Teaching in a Generation That’s Exhausted
One thing that stood out in our conversation was how deeply he understands what it feels like to be a student right now, especially a student whose mental health doesn’t fit neatly into a diagnosis or a label.
He talks openly about the amount of emotional energy it takes for some people just to exist, let alone show up to class, meet deadlines, and plan their futures. He sees patterns in this generation’s struggles that older generations often can’t recognize: emotional dysregulation, burnout, constant comparison, and the pressure to have a perfectly mapped-out life path in a world that’s basically unpredictable.
He doesn’t sugarcoat how hard it is.
“We are in one of the most volatile times in human history that I can think of,” he told me. AI, tech, unstable job markets, no one really knows what the next five years will look like, let alone ten. So when students ask him what to do after graduation, he doesn’t pretend to have a formula.
What he does believe in is flexibility, values, and skills that travel.
He encourages students to learn how to understand human behavior, build emotional awareness, and stay curious, because those tools will matter no matter what the job market looks like. He also normalizes taking time, stepping back, working “non-glamorous” jobs, and using that space to figure things out instead of rushing into something just because it sounds impressive.
A lot of this comes from his own story: working retail with a master’s in neuroscience, bartending after a PhD, starting over again and again. For him, those weren’t failures. They were pauses, pivots, and necessary chapters.
Advice for Students Who Feel “Behind”
When I asked what he’d say to psychology majors who feel lost, behind, or terrified of not having it all figured out by graduation, his answer landed hard.
He doesn’t believe in a single “correct” path anymore.
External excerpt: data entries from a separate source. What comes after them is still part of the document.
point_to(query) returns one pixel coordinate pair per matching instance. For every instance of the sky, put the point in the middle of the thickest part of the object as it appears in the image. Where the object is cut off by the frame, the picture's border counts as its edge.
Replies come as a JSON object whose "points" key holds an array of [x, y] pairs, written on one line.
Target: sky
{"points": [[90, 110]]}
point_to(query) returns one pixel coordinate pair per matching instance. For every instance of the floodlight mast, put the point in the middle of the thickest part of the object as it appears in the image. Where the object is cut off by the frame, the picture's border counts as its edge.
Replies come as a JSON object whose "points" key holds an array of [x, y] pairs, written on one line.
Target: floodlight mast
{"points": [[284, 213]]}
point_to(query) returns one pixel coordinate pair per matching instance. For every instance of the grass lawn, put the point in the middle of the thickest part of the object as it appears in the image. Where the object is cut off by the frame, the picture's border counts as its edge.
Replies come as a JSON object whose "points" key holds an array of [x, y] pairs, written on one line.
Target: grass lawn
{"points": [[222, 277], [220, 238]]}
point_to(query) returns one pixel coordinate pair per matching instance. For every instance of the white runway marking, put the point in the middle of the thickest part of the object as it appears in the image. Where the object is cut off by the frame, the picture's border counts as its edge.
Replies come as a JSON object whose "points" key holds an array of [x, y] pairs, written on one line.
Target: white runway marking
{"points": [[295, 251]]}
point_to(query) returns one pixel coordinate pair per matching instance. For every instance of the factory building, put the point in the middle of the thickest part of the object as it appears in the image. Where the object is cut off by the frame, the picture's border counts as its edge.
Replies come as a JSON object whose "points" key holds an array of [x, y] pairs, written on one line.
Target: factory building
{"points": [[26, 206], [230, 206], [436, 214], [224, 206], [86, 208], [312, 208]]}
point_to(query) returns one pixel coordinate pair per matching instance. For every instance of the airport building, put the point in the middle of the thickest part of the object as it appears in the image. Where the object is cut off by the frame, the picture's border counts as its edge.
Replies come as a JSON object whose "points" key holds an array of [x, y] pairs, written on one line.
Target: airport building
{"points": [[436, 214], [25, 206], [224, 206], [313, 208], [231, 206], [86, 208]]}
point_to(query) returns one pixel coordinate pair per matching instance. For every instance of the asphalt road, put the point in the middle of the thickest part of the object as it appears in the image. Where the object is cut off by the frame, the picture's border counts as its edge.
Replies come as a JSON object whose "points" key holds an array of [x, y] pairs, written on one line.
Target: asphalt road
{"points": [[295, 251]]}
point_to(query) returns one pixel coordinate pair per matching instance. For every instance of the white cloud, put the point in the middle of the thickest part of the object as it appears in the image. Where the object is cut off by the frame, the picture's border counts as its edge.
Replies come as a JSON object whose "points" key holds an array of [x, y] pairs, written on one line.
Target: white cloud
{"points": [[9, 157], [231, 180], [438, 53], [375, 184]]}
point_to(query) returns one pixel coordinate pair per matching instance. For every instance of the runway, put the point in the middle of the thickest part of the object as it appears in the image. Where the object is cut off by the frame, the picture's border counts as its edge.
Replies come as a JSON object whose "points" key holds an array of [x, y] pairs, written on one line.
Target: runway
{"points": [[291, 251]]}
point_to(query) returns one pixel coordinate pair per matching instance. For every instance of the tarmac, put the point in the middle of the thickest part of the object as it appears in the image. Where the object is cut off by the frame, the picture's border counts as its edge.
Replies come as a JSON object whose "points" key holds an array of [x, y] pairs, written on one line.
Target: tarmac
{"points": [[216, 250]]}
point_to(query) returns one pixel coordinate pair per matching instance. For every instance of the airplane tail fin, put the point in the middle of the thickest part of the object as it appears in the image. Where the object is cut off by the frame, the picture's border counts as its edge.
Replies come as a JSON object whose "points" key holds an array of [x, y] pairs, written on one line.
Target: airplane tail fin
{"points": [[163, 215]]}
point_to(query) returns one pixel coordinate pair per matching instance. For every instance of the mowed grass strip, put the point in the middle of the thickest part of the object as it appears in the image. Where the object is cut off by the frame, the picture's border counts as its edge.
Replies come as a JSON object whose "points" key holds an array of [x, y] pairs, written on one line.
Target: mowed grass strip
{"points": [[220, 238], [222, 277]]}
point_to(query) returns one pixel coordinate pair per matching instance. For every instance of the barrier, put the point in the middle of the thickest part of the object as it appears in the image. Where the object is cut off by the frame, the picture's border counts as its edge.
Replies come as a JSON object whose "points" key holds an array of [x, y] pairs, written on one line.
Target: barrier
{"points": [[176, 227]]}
The whole “go to school, get the degree, get the job, stay there forever” model belonged to a more stable world. Right now, we’re living in something else entirely, and that demands a different kind of mindset.
He emphasized:
- Be flexible. Be willing to try things, take steps sideways or backwards if you need to, and say yes to unexpected opportunities that align with who you are.
- Protect your energy. Constantly adapting is exhausting. You have to find ways to rest, unplug, and think clearly away from screens and noise.
- Stay values-driven. Whether it’s grad school, a job, or a random opportunity, he looks for people (and encourages students to become people) who are guided by curiosity, integrity, and prosocial values.
- Don’t let labels box you in. Whether it’s a diagnosis, a major, or a personality label, he wants students to use those words as tools, not cages. They can help explain things and guide strategy, but they shouldn’t be the reason you stop dreaming.
Ultimately, he hopes students leave his classes with a more flexible, compassionate way of understanding themselves. Not as a fixed identity with one story, but as something in, yes, flux.
Taking classes with Dr. Flux was genuinely one of the highlights of my time at CU Boulder. Even though both courses were online, they never felt distant or disconnected; if anything, they were some of the most engaging, thoughtful, and emotionally grounding classes I’ve ever taken. His lectures made complex ideas feel human, his discussions made you think differently about yourself and the world around you, and his way of teaching made you feel understood even through a screen. Having him as a professor left a lasting impact on me during a really difficult period of my life, and I’m truly grateful for the space he created for his students. His courses are the kind you carry with you long after the semester ends, and I genuinely encourage anyone who has the opportunity to take one. It’s an experience you don’t forget.